A total of 27 children were enrolled in this study. The demographic and clinical characteristics of children with PCMs were summarized in Tables 1, 2. The demographic and clinical details of each child were provided in Supplementary Table S1. Supplementary Table S2 was involved in the echocardiography indicators of DCM, HCM, and LVNC. Sixteen children were diagnosed with DCM, seven with HCM, and another four with RCM, ARVC, or LVNC.

Table 1

Table 1. Demographic and clinical characteristics of patients with PCMs.

Table 2

Table 2. The characteristics of echocardiogram indicators for patients with DCM, HCM, and LVNC.

The medians and IQRs of age were 2.5 (0.6, 10.0) years old. There were 17 males (63.0%) and 10 females (37.0%). Body mass index values were lower in these children, with a median and IQR of 15.94 (15.00, 17.84). Among the electrolytes, the median of Na⁺ (133.0 mmol/L) and the mean of Cl⁻ (96.1 mmol/L) were lower than the normal ranges. Compared with the normal range of 0–132 pg/mL, the pro-brain natriuretic peptide in these children was significantly elevated, with a value of 1,666.5 (351.1, 4,072.0) pg/mL. In children with DCM, the values of LVDD and left ventricular end-systolic dimension (LVDS) increased to 41.2 ± 13.9 mm and 32.0 (22.8, 41.0) mm, respectively. The LVEF was lower than the normal range, with a value of 41.6% ± 13.9%. In children with HCM, the interventricular septum and LV posterior wall exceeded the normal ranges, with values of 16.9 ± 4.1 mm and 11.2 ± 4.5 mm, respectively.

3.2 Mutated gene characteristics

In this study, mutated genes were collected and classified into four categories: pathogenic, likely pathogenic, uncertain significance, and other mutations. The mutated genes found in DCM, HCM, and LVNC are available in Supplementary Table S3. Among them, 28 types of genes were related to calcium and AAs.

In children with DCM, seven genes were identified as pathogenic, such as TTN, MYH7, and TNNT2 (Figure 1a). Sixteen genes were defined as likely pathogenic and of uncertain significance, such as NEXN, SCN5A, TNNI3, MYH6, DSP, and VCL (Figure 1b). There were also some other mutated genes, such as TTN and JPH2.

Figure 1

Figure 1. The number of patients related to mutated genes found in dilated cardiomyopathy. (a) The number of patients with pathogenic mutated genes; (b) The number of patients with likely pathogenic and uncertain significance mutated genes.

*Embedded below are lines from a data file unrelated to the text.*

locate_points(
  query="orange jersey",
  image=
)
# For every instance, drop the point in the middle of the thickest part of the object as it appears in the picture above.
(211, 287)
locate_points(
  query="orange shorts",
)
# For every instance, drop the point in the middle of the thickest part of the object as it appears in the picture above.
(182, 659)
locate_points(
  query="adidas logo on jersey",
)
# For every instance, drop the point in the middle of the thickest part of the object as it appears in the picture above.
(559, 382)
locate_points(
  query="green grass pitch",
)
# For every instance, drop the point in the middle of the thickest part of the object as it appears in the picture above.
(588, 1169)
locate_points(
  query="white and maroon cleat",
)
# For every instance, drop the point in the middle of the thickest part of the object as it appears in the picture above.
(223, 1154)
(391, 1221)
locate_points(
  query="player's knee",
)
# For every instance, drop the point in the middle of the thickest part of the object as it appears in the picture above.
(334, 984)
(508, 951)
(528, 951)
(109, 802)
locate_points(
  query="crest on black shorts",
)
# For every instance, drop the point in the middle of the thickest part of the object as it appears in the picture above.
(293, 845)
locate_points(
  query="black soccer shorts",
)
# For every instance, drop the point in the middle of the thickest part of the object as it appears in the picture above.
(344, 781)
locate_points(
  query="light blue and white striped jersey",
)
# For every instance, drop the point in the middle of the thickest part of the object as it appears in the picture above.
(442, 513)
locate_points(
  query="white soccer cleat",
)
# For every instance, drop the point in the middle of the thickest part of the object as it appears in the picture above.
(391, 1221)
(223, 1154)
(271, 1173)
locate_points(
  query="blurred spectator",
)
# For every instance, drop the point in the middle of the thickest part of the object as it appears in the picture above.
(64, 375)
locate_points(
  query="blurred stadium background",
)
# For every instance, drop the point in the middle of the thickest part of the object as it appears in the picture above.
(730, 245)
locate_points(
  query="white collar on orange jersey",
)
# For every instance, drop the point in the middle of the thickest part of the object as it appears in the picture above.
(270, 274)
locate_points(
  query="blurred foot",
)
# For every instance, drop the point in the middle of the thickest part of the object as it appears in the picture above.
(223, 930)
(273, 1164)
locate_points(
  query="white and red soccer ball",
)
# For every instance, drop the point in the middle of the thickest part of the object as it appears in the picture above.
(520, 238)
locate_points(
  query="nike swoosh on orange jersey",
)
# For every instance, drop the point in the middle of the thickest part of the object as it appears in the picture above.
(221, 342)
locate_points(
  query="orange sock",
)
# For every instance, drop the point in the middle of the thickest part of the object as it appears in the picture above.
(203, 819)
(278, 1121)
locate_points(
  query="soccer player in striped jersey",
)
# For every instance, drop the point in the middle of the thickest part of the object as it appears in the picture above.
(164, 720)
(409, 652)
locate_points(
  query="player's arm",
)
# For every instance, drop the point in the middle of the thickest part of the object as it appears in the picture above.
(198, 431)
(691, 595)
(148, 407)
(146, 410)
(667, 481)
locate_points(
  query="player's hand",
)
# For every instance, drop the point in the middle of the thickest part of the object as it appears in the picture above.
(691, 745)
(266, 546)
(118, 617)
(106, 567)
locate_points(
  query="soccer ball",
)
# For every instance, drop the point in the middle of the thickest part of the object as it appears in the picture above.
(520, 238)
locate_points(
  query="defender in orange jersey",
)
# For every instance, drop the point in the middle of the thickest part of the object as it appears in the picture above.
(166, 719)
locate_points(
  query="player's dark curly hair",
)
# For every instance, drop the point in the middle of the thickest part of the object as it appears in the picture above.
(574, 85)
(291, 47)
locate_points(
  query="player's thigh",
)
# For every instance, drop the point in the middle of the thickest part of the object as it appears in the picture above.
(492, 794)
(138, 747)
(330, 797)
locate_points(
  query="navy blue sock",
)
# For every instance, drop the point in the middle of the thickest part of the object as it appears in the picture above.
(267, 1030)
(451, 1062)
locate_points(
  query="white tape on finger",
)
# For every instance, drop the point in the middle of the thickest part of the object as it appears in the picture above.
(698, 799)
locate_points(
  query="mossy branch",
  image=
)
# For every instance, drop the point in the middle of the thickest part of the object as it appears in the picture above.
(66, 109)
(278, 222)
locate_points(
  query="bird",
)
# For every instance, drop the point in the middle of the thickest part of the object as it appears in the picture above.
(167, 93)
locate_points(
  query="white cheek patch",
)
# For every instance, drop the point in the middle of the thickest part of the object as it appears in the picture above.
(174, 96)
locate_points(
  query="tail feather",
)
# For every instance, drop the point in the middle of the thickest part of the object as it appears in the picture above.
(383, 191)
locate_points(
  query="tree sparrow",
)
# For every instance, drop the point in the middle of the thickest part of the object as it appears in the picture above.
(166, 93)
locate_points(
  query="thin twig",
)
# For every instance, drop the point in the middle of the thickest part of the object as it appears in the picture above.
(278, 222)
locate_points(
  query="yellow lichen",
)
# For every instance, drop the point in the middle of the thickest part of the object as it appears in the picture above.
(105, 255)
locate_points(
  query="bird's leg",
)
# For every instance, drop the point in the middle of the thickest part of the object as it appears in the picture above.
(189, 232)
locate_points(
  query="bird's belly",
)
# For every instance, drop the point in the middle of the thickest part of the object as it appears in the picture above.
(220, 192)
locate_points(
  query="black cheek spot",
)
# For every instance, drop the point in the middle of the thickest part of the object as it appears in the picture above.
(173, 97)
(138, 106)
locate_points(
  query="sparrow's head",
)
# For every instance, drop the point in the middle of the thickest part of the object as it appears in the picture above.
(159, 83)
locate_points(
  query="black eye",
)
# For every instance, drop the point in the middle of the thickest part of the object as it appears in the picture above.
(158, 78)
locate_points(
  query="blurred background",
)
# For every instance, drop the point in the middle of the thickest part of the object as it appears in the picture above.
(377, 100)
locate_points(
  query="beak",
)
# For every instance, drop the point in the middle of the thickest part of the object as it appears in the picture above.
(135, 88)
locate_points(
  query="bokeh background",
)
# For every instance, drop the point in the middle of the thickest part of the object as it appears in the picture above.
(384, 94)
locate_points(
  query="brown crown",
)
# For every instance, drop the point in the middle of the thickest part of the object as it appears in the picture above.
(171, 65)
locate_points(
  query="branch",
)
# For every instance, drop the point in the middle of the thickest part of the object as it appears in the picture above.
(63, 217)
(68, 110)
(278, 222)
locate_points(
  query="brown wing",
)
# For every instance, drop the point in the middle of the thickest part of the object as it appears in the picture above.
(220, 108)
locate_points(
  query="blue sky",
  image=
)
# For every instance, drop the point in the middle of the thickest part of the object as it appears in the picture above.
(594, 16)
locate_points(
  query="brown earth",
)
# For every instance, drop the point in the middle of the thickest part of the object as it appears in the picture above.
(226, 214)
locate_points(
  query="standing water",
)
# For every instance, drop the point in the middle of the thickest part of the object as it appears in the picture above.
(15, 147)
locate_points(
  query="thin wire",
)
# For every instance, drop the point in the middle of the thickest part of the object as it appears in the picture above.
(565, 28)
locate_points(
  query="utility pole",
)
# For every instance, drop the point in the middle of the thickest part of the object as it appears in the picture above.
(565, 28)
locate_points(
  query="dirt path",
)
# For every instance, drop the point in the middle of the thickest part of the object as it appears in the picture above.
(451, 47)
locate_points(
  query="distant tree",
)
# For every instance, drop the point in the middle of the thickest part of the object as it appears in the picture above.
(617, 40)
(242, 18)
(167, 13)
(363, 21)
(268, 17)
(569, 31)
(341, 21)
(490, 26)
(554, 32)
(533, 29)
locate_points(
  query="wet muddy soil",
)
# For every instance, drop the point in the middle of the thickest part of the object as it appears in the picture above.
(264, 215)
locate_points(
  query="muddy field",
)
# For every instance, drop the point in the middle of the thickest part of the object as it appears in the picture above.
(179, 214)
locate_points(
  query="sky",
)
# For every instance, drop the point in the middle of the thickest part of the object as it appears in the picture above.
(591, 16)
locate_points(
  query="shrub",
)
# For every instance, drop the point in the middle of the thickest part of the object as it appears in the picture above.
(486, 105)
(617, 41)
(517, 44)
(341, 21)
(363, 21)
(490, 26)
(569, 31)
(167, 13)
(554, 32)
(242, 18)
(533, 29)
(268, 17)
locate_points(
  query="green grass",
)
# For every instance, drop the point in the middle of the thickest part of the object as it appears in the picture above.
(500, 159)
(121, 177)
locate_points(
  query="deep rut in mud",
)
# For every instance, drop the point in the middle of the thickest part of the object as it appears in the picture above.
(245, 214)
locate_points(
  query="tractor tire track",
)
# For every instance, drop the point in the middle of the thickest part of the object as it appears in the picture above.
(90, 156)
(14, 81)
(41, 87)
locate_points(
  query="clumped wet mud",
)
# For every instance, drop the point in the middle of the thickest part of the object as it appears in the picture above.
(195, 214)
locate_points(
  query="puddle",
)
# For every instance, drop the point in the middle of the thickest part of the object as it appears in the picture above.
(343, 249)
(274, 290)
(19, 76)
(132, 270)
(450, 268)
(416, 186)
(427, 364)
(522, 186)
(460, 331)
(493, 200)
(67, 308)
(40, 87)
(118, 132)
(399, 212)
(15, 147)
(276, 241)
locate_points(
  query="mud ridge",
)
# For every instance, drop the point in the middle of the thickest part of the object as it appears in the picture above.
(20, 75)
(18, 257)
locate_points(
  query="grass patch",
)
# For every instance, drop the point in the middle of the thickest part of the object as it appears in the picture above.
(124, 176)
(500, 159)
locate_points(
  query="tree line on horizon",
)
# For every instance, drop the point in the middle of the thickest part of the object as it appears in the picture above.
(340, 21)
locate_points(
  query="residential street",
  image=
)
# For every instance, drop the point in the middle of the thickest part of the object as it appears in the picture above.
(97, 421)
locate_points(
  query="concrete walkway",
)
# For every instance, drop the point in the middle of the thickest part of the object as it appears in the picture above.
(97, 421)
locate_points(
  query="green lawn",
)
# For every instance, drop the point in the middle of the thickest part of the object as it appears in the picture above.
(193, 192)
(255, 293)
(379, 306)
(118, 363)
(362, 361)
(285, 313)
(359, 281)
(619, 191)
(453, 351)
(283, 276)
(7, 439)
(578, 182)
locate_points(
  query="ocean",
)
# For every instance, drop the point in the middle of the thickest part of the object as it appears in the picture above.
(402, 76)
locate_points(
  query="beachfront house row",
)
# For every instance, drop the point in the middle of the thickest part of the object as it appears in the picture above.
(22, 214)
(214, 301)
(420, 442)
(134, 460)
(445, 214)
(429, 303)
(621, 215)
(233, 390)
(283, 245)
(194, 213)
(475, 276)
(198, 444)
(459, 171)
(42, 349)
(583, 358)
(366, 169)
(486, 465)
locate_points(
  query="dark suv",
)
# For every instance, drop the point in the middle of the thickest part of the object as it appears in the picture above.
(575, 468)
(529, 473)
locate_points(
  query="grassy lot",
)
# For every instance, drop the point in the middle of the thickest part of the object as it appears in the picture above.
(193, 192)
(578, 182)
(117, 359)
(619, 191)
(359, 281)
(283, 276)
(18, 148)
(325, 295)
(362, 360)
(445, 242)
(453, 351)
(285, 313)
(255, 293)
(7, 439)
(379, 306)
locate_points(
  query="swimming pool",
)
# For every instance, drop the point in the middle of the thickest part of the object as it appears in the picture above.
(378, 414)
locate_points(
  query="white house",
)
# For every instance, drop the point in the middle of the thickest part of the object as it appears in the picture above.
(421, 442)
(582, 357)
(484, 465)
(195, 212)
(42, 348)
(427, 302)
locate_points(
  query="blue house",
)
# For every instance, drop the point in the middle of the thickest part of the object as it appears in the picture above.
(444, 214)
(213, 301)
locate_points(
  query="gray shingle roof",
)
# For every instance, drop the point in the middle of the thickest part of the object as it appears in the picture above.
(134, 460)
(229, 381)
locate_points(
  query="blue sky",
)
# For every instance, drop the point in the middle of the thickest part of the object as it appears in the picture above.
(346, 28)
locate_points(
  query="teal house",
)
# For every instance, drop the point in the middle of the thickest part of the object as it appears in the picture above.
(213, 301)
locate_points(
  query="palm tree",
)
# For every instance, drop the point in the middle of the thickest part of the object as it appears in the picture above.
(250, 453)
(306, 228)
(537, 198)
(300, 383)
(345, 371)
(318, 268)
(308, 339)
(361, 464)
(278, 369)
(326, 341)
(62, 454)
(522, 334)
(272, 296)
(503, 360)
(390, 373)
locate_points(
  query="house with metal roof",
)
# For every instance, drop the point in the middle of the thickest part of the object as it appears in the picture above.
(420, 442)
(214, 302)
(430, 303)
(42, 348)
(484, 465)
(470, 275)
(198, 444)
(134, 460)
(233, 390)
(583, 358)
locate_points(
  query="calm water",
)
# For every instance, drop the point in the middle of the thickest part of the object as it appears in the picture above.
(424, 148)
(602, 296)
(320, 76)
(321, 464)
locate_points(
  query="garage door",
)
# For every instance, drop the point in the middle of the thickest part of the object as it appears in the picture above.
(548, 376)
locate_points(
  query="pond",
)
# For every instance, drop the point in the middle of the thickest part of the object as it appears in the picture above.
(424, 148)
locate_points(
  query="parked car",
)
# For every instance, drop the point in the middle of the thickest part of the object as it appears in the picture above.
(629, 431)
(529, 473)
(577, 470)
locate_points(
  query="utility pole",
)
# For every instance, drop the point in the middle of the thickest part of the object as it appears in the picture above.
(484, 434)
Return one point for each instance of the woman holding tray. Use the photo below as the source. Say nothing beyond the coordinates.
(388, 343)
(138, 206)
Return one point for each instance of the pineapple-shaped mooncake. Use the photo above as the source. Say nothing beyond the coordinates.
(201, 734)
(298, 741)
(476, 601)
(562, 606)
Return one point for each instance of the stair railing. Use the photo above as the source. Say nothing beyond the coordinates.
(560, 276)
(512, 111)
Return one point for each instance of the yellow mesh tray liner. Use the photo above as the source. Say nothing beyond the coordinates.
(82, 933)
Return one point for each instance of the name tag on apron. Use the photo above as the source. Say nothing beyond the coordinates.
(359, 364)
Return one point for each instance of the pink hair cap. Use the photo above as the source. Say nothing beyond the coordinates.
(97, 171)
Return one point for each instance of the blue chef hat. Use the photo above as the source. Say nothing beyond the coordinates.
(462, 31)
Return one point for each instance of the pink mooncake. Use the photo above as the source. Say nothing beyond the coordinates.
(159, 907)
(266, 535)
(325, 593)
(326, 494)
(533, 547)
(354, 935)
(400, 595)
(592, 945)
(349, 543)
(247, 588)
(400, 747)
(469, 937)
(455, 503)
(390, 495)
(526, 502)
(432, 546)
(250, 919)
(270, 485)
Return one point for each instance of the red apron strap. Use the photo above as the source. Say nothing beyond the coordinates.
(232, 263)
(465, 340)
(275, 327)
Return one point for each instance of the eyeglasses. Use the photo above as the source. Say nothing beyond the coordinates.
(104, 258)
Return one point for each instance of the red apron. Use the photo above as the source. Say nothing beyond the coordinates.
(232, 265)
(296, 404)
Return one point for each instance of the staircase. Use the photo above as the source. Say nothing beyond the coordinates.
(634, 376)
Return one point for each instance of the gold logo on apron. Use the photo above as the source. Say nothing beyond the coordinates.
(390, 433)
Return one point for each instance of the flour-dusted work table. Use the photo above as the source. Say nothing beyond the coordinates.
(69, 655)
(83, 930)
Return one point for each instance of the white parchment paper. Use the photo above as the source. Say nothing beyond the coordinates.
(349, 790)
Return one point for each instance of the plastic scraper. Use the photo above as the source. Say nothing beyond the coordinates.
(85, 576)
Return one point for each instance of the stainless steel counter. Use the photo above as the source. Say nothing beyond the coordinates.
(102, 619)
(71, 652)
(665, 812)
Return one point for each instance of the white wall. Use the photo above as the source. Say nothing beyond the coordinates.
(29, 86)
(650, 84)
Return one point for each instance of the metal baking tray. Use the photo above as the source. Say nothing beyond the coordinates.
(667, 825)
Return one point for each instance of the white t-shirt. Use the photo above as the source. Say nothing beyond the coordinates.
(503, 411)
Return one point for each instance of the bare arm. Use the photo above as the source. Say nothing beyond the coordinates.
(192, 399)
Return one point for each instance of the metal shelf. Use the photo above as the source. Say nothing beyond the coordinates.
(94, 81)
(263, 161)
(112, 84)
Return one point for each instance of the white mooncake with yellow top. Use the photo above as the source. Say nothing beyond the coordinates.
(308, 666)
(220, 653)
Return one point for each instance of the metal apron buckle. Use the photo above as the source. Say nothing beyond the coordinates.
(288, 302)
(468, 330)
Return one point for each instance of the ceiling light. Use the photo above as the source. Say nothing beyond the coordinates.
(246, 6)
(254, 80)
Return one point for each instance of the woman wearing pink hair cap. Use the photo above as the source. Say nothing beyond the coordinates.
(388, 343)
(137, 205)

In children with HCM, three pathogenic mutated genes were detected, such as MYH7, PRKAG2, and RAF1. Fourteen likely pathogenic and uncertain significance mutated genes were identified, such as MYBPC3, RBM20, MYH6, and SLC22A5. TTN was also found as other mutated gene in HCM.

In children with RCM, DES was detected as a pathogenic mutated gene. In the likely pathogenic and/or uncertain significance mutated genes, two genes were found in children with ARVC, and 10 genes were found in children with LVNC.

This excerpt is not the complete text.